According to a global report released by the WHO, “the problem is so serious that it threatens the achievements of modern medicine. A post-antibiotic era – in which common infections and minor injuries can kill – is a very real possibility for the 21st century.”

Much of the problem is blamed on the over-prescribing of antibiotics. Antibiotic resistance causes people to be sick for longer and increases the risk of death. A report released in March from the Centers for Disease Control said that US hospitals are putting patients at risk by over-prescribing antibiotics, and may even be creating “super-resistant infections” that could be untreatable and lead to countless deaths.

The CDC said that more than half of all hospital patients receive an antibiotic and doctors in some hospitals prescribed 3 times as many antibiotics as doctors in other hospitals. The CDC said that reducing the use of high-risk antibiotics by 30% can lower deadly diarrhea infections by 26%.

Antibiotics save lives, the CDC said, but poor prescribing practices are putting patients at unnecessary risk for preventable allergic reactions, super-resistant infections, and deadly diarrhea. Errors in prescribing decisions also contribute to antibiotic resistance, making these drugs less likely to work in the future.

child and doctorThe CDC breaks down the problem like this: New microbes are emerging and spreading, drug resistance is rising, and laboratories around the world could intentionally or unintentionally release dangerous microbes. Globalization of travel and trade increase the chance and speed of these risks spreading.

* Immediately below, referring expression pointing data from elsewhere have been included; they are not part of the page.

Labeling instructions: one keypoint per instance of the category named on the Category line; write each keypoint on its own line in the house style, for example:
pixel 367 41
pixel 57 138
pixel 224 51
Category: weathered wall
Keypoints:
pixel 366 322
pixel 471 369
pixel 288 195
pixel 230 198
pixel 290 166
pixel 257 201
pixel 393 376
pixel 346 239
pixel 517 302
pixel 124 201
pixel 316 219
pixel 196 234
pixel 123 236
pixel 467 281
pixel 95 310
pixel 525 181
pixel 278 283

To address these challenges, the CDC has joined with other U.S. government agencies and global partners to advance a Global Health Security Agenda. The aim of this agenda is to accelerate progress toward a safe world and to promote global health security as an international priority.

Even as these measures are taken, a key WHO doctor weighed in, saying that “Without urgent, coordinated action by many stakeholders, the world is headed for a post-antibiotic era, in which common infections and minor injuries which have been treatable for decades can once again kill,” says Dr Keiji Fukuda, WHO’s Assistant Director-General for Health Security. “Effective antibiotics have been one of the pillars allowing us to live longer, live healthier, and benefit from modern medicine. Unless we take significant actions to improve efforts to prevent infections and also change how we produce, prescribe and use antibiotics, the world will lose more and more of these global public health goods and the implications will be devastating.”